Scientists have been warning Washington D.C. about the dangers of greenhouse gases for over three decades now. Their work was suppressed by George W. Bush and Dick Cheney for eight years. Now it appears Ben Nelson and his ilk are stepping in to take their place.
In reality, nearly all of the pollution sites that would fall under greenhouse gas rules are already subject to Clean Air Act permits for other pollutants, such as mercury, sulfur dioxide, and soot. As the last 40 years of success for the Clean Air Act have proven, its enforcement cleans the air, improves the public’s health, and strengthens our economy by rewarding efficiency and innovation instead of pollution.
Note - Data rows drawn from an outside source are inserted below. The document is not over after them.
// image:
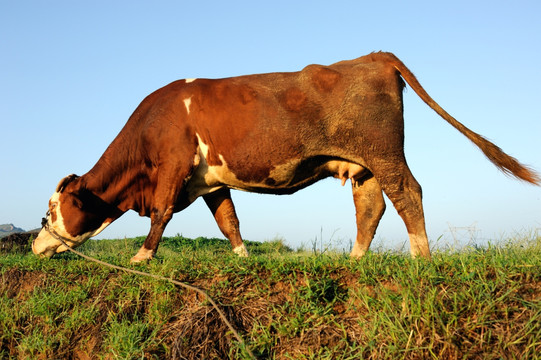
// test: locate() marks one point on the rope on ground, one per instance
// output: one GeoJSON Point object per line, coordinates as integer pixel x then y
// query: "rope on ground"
{"type": "Point", "coordinates": [163, 278]}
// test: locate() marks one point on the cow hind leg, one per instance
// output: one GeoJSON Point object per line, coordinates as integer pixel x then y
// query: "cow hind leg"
{"type": "Point", "coordinates": [369, 208]}
{"type": "Point", "coordinates": [221, 206]}
{"type": "Point", "coordinates": [405, 193]}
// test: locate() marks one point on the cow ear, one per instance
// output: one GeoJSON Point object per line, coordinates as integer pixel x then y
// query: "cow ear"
{"type": "Point", "coordinates": [65, 181]}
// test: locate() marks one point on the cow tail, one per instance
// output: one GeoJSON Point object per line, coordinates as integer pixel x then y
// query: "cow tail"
{"type": "Point", "coordinates": [507, 164]}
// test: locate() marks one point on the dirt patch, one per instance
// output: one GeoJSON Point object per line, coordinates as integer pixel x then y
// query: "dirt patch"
{"type": "Point", "coordinates": [17, 243]}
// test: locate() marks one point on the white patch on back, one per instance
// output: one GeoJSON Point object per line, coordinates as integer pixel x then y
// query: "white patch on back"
{"type": "Point", "coordinates": [187, 103]}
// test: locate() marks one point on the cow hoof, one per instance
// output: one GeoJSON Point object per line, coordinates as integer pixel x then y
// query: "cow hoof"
{"type": "Point", "coordinates": [142, 255]}
{"type": "Point", "coordinates": [241, 251]}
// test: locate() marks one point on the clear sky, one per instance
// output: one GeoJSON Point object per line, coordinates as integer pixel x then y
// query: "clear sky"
{"type": "Point", "coordinates": [72, 72]}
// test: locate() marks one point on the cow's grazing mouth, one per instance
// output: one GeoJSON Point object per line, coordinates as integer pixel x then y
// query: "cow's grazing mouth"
{"type": "Point", "coordinates": [273, 133]}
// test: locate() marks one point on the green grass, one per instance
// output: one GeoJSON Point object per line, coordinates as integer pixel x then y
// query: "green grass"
{"type": "Point", "coordinates": [476, 303]}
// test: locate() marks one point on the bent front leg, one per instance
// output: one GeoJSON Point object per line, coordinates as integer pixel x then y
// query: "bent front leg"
{"type": "Point", "coordinates": [221, 206]}
{"type": "Point", "coordinates": [158, 222]}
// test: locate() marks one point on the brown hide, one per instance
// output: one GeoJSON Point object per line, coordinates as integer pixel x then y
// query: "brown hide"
{"type": "Point", "coordinates": [271, 133]}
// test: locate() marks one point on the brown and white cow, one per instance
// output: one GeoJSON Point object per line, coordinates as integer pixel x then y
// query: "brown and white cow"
{"type": "Point", "coordinates": [269, 133]}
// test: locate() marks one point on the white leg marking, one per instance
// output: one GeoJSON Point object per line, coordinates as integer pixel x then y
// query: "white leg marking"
{"type": "Point", "coordinates": [357, 251]}
{"type": "Point", "coordinates": [241, 251]}
{"type": "Point", "coordinates": [187, 103]}
{"type": "Point", "coordinates": [142, 255]}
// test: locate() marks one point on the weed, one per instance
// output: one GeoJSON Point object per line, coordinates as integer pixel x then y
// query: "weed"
{"type": "Point", "coordinates": [478, 302]}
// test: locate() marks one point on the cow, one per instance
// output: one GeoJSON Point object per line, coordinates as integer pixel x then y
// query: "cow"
{"type": "Point", "coordinates": [270, 133]}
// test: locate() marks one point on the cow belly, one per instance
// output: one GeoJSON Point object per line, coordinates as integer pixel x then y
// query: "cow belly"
{"type": "Point", "coordinates": [285, 178]}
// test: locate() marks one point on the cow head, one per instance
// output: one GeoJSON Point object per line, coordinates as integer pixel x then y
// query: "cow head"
{"type": "Point", "coordinates": [75, 214]}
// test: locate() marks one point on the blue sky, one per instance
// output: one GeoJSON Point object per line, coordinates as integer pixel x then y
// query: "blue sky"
{"type": "Point", "coordinates": [71, 73]}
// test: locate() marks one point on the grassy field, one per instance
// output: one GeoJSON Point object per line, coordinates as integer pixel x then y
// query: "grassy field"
{"type": "Point", "coordinates": [477, 303]}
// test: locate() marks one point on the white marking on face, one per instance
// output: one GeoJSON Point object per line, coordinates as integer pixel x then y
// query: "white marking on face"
{"type": "Point", "coordinates": [60, 228]}
{"type": "Point", "coordinates": [187, 103]}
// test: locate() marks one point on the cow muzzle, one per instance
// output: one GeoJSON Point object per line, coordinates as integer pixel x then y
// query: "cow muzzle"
{"type": "Point", "coordinates": [49, 242]}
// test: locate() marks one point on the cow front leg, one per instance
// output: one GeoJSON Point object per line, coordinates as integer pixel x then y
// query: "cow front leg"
{"type": "Point", "coordinates": [369, 208]}
{"type": "Point", "coordinates": [221, 206]}
{"type": "Point", "coordinates": [158, 222]}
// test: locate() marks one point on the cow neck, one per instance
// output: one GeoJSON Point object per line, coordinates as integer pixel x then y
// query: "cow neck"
{"type": "Point", "coordinates": [115, 184]}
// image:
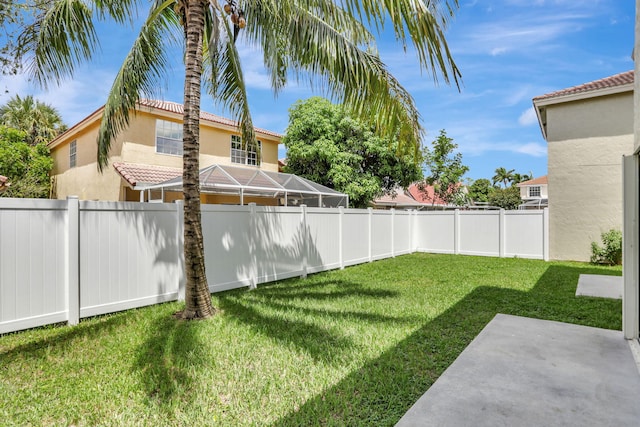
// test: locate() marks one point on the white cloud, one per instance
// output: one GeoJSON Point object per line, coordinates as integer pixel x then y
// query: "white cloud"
{"type": "Point", "coordinates": [532, 149]}
{"type": "Point", "coordinates": [498, 51]}
{"type": "Point", "coordinates": [528, 117]}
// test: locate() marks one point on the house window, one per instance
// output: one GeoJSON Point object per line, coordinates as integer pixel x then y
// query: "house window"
{"type": "Point", "coordinates": [72, 154]}
{"type": "Point", "coordinates": [168, 137]}
{"type": "Point", "coordinates": [244, 157]}
{"type": "Point", "coordinates": [534, 191]}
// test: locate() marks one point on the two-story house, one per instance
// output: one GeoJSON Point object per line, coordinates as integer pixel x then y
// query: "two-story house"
{"type": "Point", "coordinates": [588, 128]}
{"type": "Point", "coordinates": [149, 151]}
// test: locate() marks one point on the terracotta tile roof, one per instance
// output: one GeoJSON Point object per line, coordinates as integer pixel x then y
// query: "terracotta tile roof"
{"type": "Point", "coordinates": [428, 198]}
{"type": "Point", "coordinates": [400, 199]}
{"type": "Point", "coordinates": [605, 83]}
{"type": "Point", "coordinates": [136, 174]}
{"type": "Point", "coordinates": [174, 107]}
{"type": "Point", "coordinates": [535, 181]}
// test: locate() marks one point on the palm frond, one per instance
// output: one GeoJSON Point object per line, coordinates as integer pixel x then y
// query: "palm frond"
{"type": "Point", "coordinates": [226, 80]}
{"type": "Point", "coordinates": [356, 77]}
{"type": "Point", "coordinates": [422, 22]}
{"type": "Point", "coordinates": [120, 11]}
{"type": "Point", "coordinates": [59, 40]}
{"type": "Point", "coordinates": [141, 73]}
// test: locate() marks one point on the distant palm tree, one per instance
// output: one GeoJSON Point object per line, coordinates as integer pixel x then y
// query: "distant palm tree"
{"type": "Point", "coordinates": [518, 178]}
{"type": "Point", "coordinates": [327, 41]}
{"type": "Point", "coordinates": [40, 121]}
{"type": "Point", "coordinates": [503, 176]}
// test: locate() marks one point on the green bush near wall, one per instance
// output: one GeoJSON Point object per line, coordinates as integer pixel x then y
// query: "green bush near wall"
{"type": "Point", "coordinates": [610, 253]}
Meanwhile, the costs of climate damages rise for Nelson’s state, falling squarely on Nebraska families, farmers, and businesses. Nearly all of Nebraska has been declared a disaster area because of drought, severe storms, tornadoes, and flooding.
Nelson further claimed that he believes “carbon emissions should be reduced”:
Carbon emissions should be reduced, but not through costly and complicated EPA regulations or a disadvantageous cap and trade proposal in Congress. They should be reduced through a comprehensive energy bill that promotes efficiencies and renewable energy through innovation and new technology that will help our state’s economy as we clean up the air.
Nelson has never supported a bill or policy that would achieve those goals. He opposed Lieberman-Warner in 2008, voted against McCain-Lieberman in 2005, and skipped the vote on McCain-Lieberman in 2003.
Nelson seemingly prefers to listen to his polluter donors than to scientific fact. In 2009 alone, Nelson received $553,300 from agribusiness, $164,200 from oil and gas interests, and $140,199 from electric utilities. Nelson has even taken $31,500 from the virulently right-wing Koch Industries, the private pollution giant that has mobilized tea party opposition to climate and health care legislation. Berkshire Hathaway, whose subsidiary MidAmerican Energy is one of the nation’s largest coal-powered utilities, opposes climate legislation and has given Nelson $51,800. Coal-hauling Union Pacific is Nelson’s number-three contributor at $49,750.